Like Cersei, he eventually pedestalizes Rhaegar and even more so after his death. He's made him into a paragon of male virtue and human appeal so he could continue to feel his desires are not abnormal. While Cersei does it because it was like she was as close to the sort of power masculinized in that world and denied to woman (which is just as a "visceral" thing, to have agency), Jon Con does it to affirm his own "lacking" masculinity. He is not totally comfortable with his own sexuality nor the yearning since he still has to go out into the world and "be a man". Through Rhaegar he definitely can at least privately express/validate that yearning and feel like a man but also close to "men" without having to really address it consciously or exposing it. By not really confronting the layers of himself "all the way" or as much as he could, he re-relies on that patriarchal definition and field of "manliness". It's close to having one's cake and eating it, too. A compulsion that replaces real connection; but it he kinda transformed himself into an all feeling automaton in the process in order to fulfill the compulsion to "sacrifice" his life to something like a higher purpose.

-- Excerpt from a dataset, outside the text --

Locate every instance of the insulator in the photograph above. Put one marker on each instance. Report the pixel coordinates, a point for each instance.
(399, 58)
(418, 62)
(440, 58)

And Elia was not a person-person but a means to further Rhaegar.
A)
This is a society where:
there is an emphasis on obedience, maintaining the social hierarchy, and obligation to one's "lord" or the gods, and yes the Faith of the Seven (the fictional Catholicism) informs the model of masculinity in Westeros, esp through the Andal chivalry and courtliness; the express/prove/practice the "greatest" form of love to either a lover or the gods or one's lord is to completely sublimate oneself to the gods'/lord's rule and wellbeing...which kinda came on conflict with the whole warrior-takes-all thing until the emphasis on fighting for a specific lord but it's self contradictory in its rigidity
men who may love to read without also swinging swords/being good at that and aren't maesters/are not studying to be one are close to "unmanning" themselves. Let's sit with that. Maleness is proving to other men you have "strength" and having control over as many bodies as one can...doesn't really lend into exploring oneself or seeing things to appreciate in others or nature, and aristocratic maleness (the primary-only ones allowed to use warfare to acquire resources) is the ideal/only "human" that exists or matters. A man's very health is treated one and the same as his "manliness", sometimes literally (some research reveals that having a mistress showed a ruler's very virality and prostitutes were "necessary" for men to relieve their pressing "urges" without becoming violent and disrupting the "order"--[at least]15th to 19th centuries). This sort of context breeds very emotionally stunted men who can really/mostly only objectify people and compartmentalize others and their own emotions. It breeds a certain inflexibility in men that close down their means of really being aware of their own actions' consequences or caring beyond THE GOAL. You also must dehumanize women.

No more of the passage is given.